Transparency International has raised alarm over ‘disturbing’ risks many journalists take when reporting on corruption.
The alarm was sequel to recent developments involving a Ghanaian journalist Ahmed Hussein-Suale and Turkish journalist, Pelin Ünker.
The global watchdog expressed ‘deep shock’, in a newsletters issued on 18 January, 2019, at the Transparency International Secretariat, on the heinous murder of Ghanaian undercover journalist Ahmed Hussein-Suale.
Hussein-Suale was shot and killed this week after a politician called for retribution against him.

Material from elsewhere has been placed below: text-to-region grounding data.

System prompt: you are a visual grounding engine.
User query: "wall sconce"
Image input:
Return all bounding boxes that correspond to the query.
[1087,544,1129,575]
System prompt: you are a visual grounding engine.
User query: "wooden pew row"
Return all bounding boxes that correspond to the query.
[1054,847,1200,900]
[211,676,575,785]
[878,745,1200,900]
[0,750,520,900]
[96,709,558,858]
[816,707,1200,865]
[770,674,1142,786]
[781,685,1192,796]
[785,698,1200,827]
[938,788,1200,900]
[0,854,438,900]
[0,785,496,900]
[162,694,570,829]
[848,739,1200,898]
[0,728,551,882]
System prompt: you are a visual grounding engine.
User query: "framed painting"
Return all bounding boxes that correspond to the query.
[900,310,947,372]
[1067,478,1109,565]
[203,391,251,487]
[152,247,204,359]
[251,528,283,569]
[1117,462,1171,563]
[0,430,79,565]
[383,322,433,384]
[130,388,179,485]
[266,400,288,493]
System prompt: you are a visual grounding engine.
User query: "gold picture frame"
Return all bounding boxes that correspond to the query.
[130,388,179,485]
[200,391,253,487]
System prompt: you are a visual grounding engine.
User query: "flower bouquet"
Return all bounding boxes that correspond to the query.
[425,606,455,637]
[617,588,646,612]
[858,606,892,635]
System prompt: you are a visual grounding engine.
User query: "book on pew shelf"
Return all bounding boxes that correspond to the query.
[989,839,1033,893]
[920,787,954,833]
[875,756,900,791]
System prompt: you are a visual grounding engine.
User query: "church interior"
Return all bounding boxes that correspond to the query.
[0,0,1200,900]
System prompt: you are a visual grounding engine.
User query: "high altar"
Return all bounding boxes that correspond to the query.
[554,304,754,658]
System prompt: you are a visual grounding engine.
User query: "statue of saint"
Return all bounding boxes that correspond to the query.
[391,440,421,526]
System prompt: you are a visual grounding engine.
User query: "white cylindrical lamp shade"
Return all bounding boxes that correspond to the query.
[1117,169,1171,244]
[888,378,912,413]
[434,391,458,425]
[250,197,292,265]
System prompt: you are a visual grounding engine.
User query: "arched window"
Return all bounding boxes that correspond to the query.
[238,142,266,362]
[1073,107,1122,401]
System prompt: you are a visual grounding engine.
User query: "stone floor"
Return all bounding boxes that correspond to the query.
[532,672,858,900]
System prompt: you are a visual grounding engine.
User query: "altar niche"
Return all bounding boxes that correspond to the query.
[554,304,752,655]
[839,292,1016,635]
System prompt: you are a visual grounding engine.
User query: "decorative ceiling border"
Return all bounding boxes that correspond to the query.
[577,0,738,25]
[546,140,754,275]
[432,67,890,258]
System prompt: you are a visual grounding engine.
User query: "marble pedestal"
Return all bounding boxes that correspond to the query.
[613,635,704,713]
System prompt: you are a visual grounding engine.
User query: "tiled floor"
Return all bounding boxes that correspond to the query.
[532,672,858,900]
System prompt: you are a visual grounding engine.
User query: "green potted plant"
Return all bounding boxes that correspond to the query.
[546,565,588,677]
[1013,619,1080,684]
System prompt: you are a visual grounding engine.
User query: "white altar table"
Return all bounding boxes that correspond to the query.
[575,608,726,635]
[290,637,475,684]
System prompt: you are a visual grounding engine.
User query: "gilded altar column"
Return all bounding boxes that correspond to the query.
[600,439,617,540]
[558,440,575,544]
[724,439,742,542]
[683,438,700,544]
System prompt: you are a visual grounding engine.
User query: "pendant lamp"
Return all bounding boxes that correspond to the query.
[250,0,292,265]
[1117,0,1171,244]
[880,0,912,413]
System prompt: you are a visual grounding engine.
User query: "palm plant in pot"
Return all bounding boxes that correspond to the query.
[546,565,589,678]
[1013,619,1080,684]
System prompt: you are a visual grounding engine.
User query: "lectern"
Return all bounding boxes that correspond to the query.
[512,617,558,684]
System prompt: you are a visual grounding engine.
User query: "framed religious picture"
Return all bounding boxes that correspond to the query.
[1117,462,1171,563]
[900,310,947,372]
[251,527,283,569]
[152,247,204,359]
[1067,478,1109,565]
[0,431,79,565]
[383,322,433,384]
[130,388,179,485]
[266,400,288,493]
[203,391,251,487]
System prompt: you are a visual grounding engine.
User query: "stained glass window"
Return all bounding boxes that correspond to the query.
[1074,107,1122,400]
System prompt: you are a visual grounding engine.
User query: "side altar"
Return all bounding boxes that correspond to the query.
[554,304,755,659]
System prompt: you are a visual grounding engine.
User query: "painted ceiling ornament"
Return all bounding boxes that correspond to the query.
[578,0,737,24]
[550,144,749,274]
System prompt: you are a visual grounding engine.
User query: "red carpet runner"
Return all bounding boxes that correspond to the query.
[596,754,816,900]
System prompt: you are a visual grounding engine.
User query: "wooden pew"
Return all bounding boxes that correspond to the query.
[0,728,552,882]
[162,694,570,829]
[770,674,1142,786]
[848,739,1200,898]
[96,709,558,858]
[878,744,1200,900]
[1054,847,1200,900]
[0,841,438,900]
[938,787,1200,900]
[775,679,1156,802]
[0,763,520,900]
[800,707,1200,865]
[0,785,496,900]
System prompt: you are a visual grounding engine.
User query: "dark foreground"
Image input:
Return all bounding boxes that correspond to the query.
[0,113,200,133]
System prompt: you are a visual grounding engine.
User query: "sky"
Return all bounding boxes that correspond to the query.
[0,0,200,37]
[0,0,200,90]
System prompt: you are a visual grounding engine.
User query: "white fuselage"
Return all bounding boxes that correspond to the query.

He worked on an undercover investigation with the BBC about corruption in the country’s football leagues.
Transparency had mentioned the incident in one of its newsletters last June, shortly before the FIFA World Cup.
Hussein-Suale was a member of Tiger Eye Private Investigations and worked alongside prominent Ghanaian journalist Anas Aremeyaw Anas.
They exposed bribe-taking and caused the resignation of a high-level FIFA referee who was due to work at last summer’s World Cup.
This also led to the Ghanaian national football association being dissolved.
Meanwhile, in Turkey, journalist Pelin Ünker, a member of the International Consortium of Investigative Journalists (ICIJ), was found guilty of “defamation and insult” and sentenced to 13 months jail for her work on the Paradise Papers investigation into offshore tax havens.
According to Transparency International, Turkey has the world’s worst record for jailing journalists, with 68 in prison at the end of 2018.
According to the Committee to Protect Journalists, all the jailed reporters are facing charges of crimes against the state.
Transparency noted that “journalists play a vital role in exposing the corrupt and their methods, and too often they face threats, violence, arrest, and death as a result.
“Since 1992, at least 281 journalists have been killed and since 2017 at least 190 journalists have been incarcerated worldwide for reporting on corruption.”
It further stressed that only when wrongdoing is uncovered can the corrupt be held to account.
“Those who expose corruption must be protected, not intimidated, incarcerated or murdered,” it concluded.